Kye Gomez (swarms) Profile picture
May 21 8 tweets 7 min read Read on X
AGI has an assembly index.

In assembly theory (Sharma, Czégel, Lachmann, Kempes, Walker & Cronin, Nature 2023), the assembly index a of an object is the minimum number of recursive joining operations required to construct it from a basis set of elementary parts, where each intermediate is reusable once formed.

The framework was developed to distinguish biotic from abiotic matter: empirically, molecules with a ≳ 15 are not produced by undirected chemistry at detectable abundance, and their occurrence is treated as evidence of an underlying selection process a causal history capable of preserving and recombining intermediates.

The index is thus not a measure of static complexity but of contingent depth: the length of the shortest causal chain compatible with the object's existence.

A thread 🧵⬇️Image
2 /

The construction extends naturally to algorithm-space.

Treat the space of learning systems as an assembly space whose elementary operations are formal primitives (differentiable composition, attention, value iteration, policy gradients, in-context conditioning) and whose objects are trainable architectures.

Under this mapping, contemporary frontier systems occupy a regime of high a, reached through an ordered trajectory backpropagation (Rumelhart et al., 1986) → distributed representations → convolutional and recurrent inductive biases → the attention mechanism (Bahdanau et al., 2014) → the transformer (Vaswani et al., 2017) → neural scaling laws (Kaplan et al., 2020; Hoffmann et al., 2022) → RLHF (Christiano et al., 2017; Ouyang et al., 2022) → tool use and extended-context reasoning.

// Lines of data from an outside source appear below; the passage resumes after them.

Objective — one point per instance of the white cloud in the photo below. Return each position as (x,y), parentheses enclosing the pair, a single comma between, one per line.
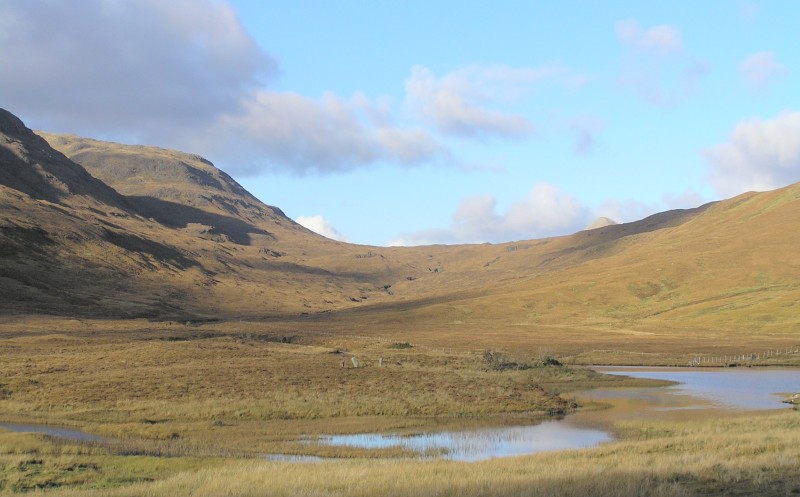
(625,211)
(141,68)
(759,155)
(760,70)
(468,102)
(688,199)
(585,130)
(662,39)
(545,211)
(321,226)
(185,74)
(277,131)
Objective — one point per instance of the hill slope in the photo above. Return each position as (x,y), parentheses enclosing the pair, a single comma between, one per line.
(177,237)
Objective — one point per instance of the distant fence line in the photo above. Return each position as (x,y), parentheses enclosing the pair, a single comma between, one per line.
(740,358)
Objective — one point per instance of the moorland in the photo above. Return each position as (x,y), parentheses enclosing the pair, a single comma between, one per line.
(147,298)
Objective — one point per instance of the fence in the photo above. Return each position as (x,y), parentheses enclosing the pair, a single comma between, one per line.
(723,360)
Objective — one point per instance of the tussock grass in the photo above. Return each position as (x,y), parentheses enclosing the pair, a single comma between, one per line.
(752,455)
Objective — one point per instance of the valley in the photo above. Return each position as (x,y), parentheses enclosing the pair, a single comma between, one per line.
(149,299)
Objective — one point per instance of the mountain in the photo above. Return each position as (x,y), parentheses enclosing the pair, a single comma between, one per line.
(103,229)
(174,238)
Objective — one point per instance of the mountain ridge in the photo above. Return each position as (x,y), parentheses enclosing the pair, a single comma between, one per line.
(165,247)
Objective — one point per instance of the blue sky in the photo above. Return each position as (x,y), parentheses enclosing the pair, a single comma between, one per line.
(429,122)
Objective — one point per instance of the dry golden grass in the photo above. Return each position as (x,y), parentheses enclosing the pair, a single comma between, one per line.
(229,387)
(753,455)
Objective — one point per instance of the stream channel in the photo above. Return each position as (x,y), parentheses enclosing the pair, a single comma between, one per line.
(697,393)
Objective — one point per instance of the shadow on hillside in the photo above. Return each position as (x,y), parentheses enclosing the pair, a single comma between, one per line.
(176,215)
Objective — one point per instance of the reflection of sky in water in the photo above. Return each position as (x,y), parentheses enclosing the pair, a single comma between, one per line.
(484,443)
(729,388)
(52,430)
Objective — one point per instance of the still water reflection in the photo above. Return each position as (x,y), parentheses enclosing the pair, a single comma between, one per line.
(482,443)
(698,392)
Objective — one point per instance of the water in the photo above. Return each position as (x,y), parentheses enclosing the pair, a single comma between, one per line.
(480,443)
(54,431)
(730,389)
(698,390)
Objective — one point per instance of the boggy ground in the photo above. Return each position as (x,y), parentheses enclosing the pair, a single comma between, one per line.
(189,408)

Each transition is conditionally near-zero-probability absent its predecessors. The trajectory is a constraint on reachability.Image
3 /

A parallel assembly path governs the physical substrate. Programmable shading hardware was repurposed for general-purpose matrix arithmetic (CUDA, 2007), specialized into tensor cores, and embedded in high-bandwidth interconnect fabrics (NVLink, InfiniBand) capable of maintaining gradient synchrony across 10^4–10^5 accelerators.

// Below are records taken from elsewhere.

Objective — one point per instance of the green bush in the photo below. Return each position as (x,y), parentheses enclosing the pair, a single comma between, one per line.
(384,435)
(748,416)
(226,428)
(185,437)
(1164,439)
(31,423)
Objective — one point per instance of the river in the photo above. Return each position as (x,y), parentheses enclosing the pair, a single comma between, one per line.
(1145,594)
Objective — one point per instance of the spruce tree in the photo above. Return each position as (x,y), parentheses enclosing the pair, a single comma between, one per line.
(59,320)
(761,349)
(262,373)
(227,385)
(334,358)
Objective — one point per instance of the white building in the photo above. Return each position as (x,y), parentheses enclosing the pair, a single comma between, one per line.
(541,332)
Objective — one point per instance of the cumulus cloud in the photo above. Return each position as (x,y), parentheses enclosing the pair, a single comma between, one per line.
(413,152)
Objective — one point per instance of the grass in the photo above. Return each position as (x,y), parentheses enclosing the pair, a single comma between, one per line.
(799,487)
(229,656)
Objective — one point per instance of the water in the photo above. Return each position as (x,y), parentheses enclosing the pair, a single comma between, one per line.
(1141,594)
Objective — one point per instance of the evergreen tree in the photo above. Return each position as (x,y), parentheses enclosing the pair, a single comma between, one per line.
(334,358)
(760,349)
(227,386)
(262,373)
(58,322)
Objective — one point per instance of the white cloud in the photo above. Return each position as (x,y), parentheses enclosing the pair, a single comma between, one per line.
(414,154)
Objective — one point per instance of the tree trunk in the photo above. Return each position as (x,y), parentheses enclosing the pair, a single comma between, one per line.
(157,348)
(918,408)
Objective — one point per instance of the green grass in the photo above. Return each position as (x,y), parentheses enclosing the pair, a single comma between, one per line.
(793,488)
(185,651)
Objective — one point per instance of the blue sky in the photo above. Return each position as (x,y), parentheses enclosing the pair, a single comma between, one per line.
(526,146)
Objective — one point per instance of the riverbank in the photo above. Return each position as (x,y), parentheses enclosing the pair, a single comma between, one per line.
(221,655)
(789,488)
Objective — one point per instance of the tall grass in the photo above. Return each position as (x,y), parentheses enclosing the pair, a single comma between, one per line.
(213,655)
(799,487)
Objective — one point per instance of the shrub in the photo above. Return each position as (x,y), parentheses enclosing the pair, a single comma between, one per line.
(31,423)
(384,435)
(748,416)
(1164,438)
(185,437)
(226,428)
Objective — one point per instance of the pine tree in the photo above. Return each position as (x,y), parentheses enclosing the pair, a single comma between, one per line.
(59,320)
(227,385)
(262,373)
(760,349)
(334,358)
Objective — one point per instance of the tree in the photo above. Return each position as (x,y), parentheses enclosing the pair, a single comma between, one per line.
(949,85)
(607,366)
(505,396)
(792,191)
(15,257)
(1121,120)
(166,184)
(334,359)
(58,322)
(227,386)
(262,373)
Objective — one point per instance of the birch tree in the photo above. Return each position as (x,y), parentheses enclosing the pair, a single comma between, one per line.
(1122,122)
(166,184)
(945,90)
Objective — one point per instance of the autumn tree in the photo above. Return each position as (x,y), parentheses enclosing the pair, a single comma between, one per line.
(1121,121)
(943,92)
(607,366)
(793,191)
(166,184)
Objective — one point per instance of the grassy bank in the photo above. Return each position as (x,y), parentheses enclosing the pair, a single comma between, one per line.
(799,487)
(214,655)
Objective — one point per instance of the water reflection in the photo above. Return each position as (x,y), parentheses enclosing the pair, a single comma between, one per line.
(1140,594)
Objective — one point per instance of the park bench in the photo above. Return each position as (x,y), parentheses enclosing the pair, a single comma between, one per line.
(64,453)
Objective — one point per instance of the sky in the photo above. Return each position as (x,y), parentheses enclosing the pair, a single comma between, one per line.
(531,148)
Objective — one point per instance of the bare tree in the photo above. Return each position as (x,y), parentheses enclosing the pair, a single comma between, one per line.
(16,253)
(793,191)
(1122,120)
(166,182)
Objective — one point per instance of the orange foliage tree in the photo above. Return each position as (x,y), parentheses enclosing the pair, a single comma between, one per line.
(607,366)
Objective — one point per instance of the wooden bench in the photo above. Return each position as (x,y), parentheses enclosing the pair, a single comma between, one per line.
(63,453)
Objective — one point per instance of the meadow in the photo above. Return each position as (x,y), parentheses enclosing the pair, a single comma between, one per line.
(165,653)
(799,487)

Algorithmic and hardware paths are mutually gating: the transformer is computationally inert without dense matmul throughput, and dense matmul throughput is economically unjustified without an architecture that consumes it.

The joint assembly index of the algorithm-hardware pair is therefore strictly greater than either component considered in isolation, and capability gains are bounded by the slower of the two trajectories.Image
4 /

This reframes the scaling debate.

The relevant question is not whether AGI requires a single missing insight or additional compute applied to existing methods, but which prerequisite constructions on the joint trajectory remain unrealized.

Candidate gaps include online continual learning without catastrophic interference, a memory architecture supporting selective consolidation, and a credit-assignment mechanism over horizons exceeding current context windows.

Each is plausibly gated by primitives not yet isolated, and the gating structure implies that compute applied to existing primitives yields diminishing returns once the local subtree of the assembly graph is exhausted.

Step-skipping is not available; the order is a property of the space, not of the researcher.
5 /

A caveat on the underlying theory.

The status of the assembly index relative to algorithmic information theory remains disputed.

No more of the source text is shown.